In quest’area le Regioni con punteggio insufficiente sono quattro: Campania, Calabria, Sardegna e Valle d’Aosta. Risultano diffuse su tutto il territorio nazionale le carenze in materia di deceduti per causa di tumore assistiti dalla Rete di cure palliativi: solo Lombardia, Veneto, Liguria, Emilia-Romagna, Toscana ottengono punteggi oltre la soglia minima. Nell’ambito dell’assistenza domiciliare integrata le regioni del Mezzogiorno, a eccezione di Sicilia e Sardegna, vanno un po’ meglio posizionandosi al di sopra del valore soglia, mentre nel Nord e Centro-Italia sono sottosoglia solo la Valle d’Aosta, la Provincia autonoma di Bolzano e l’Umbria. Il Veneto, la Toscana e le Marche raggiungono il punteggio massimo.

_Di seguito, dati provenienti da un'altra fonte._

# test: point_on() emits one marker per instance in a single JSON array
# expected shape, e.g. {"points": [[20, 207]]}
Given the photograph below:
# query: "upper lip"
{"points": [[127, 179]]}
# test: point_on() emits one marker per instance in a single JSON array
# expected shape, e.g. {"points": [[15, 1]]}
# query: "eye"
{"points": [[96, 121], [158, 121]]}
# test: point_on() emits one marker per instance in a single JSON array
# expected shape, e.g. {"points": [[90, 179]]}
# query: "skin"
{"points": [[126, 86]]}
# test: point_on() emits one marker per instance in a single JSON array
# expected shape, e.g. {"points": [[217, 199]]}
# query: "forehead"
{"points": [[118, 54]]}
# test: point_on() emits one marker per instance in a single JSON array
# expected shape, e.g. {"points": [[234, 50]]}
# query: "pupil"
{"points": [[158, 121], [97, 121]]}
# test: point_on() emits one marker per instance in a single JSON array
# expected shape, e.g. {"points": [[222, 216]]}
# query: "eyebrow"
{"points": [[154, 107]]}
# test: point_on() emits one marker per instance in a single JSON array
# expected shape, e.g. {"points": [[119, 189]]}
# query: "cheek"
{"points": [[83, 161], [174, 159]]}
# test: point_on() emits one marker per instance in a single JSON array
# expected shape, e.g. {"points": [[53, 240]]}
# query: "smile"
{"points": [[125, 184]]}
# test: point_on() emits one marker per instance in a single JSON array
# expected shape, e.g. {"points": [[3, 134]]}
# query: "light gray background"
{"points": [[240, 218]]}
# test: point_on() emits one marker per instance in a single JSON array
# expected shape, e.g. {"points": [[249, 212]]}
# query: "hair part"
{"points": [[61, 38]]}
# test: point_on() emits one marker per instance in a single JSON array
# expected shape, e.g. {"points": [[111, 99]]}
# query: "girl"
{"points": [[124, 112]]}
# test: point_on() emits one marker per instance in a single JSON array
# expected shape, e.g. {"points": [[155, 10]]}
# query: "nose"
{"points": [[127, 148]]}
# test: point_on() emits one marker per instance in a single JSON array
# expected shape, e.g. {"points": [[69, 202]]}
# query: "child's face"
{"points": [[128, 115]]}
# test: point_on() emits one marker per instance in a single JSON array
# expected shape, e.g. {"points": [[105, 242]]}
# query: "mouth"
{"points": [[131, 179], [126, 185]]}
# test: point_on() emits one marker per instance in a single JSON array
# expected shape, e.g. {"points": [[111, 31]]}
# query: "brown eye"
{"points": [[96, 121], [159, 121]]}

AREA OSPEDALIERA: BENE I TASSI DI OSPEDALIZZAZIONE, MENO L’APPROPRIATEZZA DELLE CURE

Nella macroarea per l’assistenza ospedaliera, nel 2021 ottengono un punteggio insufficiente quattro Regioni, di cui tre del Mezzogiorno: Molise, Calabria e Sardegna, e una del Nord, la Valle d’Aosta. Le regioni italiane sembra abbiano raggiunto una buona capacità di gestire i tassi di ospedalizzazione standardizzati, meno positivi, invece, i dati relativi a qualità e sicurezza delle cure: arrancano le regioni del Mezzogiorno, con le sole eccezioni di Puglia e Regione siciliana.